Facing any form of harassment at your workplace can be quite distressing, and you may wonder what steps to take. Some people going through workplace harassment choose to wait and see if the situation will improve, but it only gets worse in most cases. It is important to note that as an employee, you have legal rights, including the right not to face any form of harassment at your place of work.
Harassment can take many forms, from verbal and psychological cues to more serious sexual or physical harassment cases. Here is how to deal with workplace harassment.
Keep a record of the occurrences
It is crucial to keep a record of the instances the harassment occurs. Such records may include voice recordings or photographs, which you can later rely on as evidence if your harasser denies the claims against them.
Check your employer’s anti-harassment policy
If you are not comfortable directly confronting your harasser, you may go through the formal channels in your organization. First, ask your employer about their anti-harassment policy. In most instances, it is usually on their website or the employee handbook, but the HR department may assist with that. If such a policy exists, follow the steps in escalating your harassment to the relevant authority.

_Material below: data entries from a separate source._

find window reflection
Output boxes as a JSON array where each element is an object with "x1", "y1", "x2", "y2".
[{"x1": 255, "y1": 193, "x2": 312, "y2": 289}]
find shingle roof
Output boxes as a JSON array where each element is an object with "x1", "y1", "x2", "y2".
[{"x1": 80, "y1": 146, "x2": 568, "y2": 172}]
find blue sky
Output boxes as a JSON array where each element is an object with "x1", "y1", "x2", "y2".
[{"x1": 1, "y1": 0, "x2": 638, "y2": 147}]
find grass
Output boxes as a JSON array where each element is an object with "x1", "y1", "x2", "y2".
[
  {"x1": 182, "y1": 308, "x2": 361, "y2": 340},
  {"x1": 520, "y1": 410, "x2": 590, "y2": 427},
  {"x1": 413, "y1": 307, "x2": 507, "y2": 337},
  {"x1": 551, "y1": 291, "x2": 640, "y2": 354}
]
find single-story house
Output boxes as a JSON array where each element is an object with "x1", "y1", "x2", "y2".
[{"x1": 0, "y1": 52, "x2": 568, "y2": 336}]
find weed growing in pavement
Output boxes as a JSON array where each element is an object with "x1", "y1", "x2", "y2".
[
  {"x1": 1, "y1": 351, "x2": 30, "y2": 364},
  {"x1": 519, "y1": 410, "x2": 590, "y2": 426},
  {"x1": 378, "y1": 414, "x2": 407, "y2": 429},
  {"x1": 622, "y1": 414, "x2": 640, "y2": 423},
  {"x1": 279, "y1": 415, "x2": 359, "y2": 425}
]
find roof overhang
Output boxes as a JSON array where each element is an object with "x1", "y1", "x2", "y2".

If the policy does not exist, you may inform your supervisor or your harasser’s supervisor and seek intervention.
The law protects you from retaliation
When you report harassment at your workplace, the law protects you against any form of retaliation by the organization in question. This may include negative action such as discrimination, a salary cut or even termination following your harassment complaint.
Can you file an external complaint?
Yes, you can. Should you feel that your organization did not address the matter adequately, you may reach out to the Equal Employment Opportunity Commission (EEOC) or your state’s fair employment agency and file a complaint. In addition, if you intend to sue your employer for workplace harassment, you have to file a complaint to the EEOC.
Harassment at the workplace can drain you mentally and physically, which is why it is necessary to be aware of the options at your disposal. Your peace of mind should always come first, especially at your place of work.